The use of technology as a tool within the design process has always fascinated me. Over the past couple of decades, our industry has been revolutionised in ways that would have been difficult to imagine in times prior to the 1980’s – think CAD, 3D, Photoshop, scanners, digital cameras, LED lighting, laptops and justabout anything connected to the internet or requiring a charger!
Recently, 3D printing has been gaining prominence. As the powers and capabilities of the hardware and software improve, the costs become lower and the technology becomes ever more accessible. Whilst exploring a tangent on Google, I stumbled upon this wonderful video from Makerbot highlighting the work of theatre set designer, Kacie Hultgren. Kacie uses a 3D printer from Makerbot to “print” detailed scale models of props and sets for the set design models of Broadway productions she is working on.
For Kacie, a 3D printer has enabled her not only to save time, but also to plug a gap that existed in commercially available content.
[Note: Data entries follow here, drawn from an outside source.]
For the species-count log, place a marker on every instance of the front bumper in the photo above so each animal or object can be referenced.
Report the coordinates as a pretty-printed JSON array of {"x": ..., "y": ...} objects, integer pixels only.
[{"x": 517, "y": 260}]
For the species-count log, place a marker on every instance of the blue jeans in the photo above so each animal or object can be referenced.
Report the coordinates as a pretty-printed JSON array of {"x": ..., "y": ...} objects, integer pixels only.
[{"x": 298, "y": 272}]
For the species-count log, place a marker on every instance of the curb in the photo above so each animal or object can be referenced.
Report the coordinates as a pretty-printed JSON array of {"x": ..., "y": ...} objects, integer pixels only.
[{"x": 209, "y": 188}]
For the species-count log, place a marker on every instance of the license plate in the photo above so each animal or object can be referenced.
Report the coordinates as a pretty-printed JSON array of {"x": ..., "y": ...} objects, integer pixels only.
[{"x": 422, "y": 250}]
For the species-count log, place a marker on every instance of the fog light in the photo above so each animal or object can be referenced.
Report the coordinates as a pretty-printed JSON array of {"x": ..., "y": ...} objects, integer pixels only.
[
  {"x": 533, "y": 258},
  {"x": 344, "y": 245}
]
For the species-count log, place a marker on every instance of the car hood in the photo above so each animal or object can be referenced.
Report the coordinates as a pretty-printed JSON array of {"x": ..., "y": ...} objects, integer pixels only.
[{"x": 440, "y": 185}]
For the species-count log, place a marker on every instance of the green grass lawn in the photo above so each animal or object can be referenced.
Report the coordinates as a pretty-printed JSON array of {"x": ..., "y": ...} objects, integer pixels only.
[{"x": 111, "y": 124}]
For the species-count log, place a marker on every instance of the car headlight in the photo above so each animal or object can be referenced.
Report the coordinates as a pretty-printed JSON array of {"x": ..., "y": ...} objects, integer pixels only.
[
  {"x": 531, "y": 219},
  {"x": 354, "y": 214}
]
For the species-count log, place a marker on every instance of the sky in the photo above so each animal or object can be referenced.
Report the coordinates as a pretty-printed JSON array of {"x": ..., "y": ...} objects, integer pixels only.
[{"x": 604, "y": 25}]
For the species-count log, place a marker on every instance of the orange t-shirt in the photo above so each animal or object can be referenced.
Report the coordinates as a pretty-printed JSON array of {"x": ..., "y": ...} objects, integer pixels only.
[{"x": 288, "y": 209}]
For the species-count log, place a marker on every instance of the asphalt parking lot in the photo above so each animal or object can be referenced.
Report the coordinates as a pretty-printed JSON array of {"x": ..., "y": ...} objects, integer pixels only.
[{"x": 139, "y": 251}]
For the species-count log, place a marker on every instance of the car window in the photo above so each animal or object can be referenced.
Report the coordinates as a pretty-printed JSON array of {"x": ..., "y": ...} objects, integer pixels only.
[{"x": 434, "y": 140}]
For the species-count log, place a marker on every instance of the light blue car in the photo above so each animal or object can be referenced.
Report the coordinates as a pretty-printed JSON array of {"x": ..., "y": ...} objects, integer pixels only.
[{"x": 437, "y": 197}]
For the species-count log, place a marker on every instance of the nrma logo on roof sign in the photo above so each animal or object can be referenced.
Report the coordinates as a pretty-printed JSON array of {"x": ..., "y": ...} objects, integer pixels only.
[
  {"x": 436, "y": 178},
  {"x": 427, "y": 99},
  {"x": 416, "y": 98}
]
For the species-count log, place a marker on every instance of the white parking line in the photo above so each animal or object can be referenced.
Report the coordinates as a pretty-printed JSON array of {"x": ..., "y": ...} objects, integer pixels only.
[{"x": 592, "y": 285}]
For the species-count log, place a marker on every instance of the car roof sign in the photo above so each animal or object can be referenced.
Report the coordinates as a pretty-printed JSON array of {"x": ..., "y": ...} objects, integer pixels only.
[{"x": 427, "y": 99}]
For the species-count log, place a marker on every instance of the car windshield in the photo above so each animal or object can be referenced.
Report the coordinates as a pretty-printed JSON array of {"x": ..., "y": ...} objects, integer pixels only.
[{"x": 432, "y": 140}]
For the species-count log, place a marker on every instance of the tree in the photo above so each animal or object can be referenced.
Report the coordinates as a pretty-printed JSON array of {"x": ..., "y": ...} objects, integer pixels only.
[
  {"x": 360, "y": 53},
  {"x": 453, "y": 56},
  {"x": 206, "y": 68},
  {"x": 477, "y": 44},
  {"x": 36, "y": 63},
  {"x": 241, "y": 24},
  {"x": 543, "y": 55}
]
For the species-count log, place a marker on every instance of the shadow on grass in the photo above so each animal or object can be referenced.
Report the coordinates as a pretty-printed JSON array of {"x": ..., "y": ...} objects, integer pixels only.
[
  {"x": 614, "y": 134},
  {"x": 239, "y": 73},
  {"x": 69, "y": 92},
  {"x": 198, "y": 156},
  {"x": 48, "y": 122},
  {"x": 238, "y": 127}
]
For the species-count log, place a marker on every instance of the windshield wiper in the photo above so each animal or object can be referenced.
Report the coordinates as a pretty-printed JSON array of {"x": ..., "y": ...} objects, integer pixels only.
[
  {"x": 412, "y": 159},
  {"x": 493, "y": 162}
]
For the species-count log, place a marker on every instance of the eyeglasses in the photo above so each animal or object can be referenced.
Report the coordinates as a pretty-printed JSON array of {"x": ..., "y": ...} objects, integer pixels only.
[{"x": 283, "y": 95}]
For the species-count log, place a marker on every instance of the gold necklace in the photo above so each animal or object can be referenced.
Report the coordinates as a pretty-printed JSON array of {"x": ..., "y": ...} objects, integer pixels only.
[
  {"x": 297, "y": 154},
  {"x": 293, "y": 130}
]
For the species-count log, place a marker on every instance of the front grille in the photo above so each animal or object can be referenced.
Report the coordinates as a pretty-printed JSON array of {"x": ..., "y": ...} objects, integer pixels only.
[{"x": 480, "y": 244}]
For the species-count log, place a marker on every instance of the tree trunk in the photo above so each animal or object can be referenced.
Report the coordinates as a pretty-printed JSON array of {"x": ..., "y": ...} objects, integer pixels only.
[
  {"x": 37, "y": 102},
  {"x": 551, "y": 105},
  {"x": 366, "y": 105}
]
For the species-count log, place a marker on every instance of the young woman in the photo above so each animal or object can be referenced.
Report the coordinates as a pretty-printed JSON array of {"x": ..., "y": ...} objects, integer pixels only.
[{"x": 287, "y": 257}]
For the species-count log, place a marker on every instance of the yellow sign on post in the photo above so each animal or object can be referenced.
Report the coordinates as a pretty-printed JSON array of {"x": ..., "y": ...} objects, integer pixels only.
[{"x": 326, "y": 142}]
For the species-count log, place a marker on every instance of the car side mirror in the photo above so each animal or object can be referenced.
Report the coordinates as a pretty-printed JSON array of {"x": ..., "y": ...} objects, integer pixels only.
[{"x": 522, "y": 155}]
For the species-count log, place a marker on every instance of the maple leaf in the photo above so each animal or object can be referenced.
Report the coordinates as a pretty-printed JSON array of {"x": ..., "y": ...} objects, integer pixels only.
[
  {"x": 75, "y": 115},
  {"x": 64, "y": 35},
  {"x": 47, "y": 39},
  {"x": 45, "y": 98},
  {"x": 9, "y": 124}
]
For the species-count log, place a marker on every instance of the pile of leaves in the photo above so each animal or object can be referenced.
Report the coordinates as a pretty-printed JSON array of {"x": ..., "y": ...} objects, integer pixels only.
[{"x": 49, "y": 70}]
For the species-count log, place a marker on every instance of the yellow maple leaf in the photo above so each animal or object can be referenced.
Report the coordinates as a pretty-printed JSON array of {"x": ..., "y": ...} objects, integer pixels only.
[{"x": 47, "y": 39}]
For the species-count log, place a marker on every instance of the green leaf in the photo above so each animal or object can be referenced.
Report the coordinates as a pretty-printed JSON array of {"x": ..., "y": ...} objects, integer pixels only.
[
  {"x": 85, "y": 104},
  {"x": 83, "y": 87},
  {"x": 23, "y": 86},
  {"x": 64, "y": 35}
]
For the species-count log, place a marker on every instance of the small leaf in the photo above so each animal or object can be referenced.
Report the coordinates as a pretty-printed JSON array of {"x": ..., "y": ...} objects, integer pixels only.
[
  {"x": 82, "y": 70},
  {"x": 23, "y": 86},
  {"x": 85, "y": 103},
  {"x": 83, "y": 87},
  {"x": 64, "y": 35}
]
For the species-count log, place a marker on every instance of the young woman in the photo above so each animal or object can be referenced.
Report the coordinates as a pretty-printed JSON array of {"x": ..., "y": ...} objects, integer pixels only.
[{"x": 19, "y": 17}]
A number of her designs are now available as ready printed models, or as open source downloads from Thingiverse that you print on your own 3D printer.
This ability to not only print designs for presentation, but then sell designs and models digitally suggests a paradigm shift in the way that designers work and market their work. There are downsides, not least the potential for piracy that has afflicted the music and film industry. Hopefully, designers will be quick to embrace this opportunity, but even quicker to design a means of securing their IP.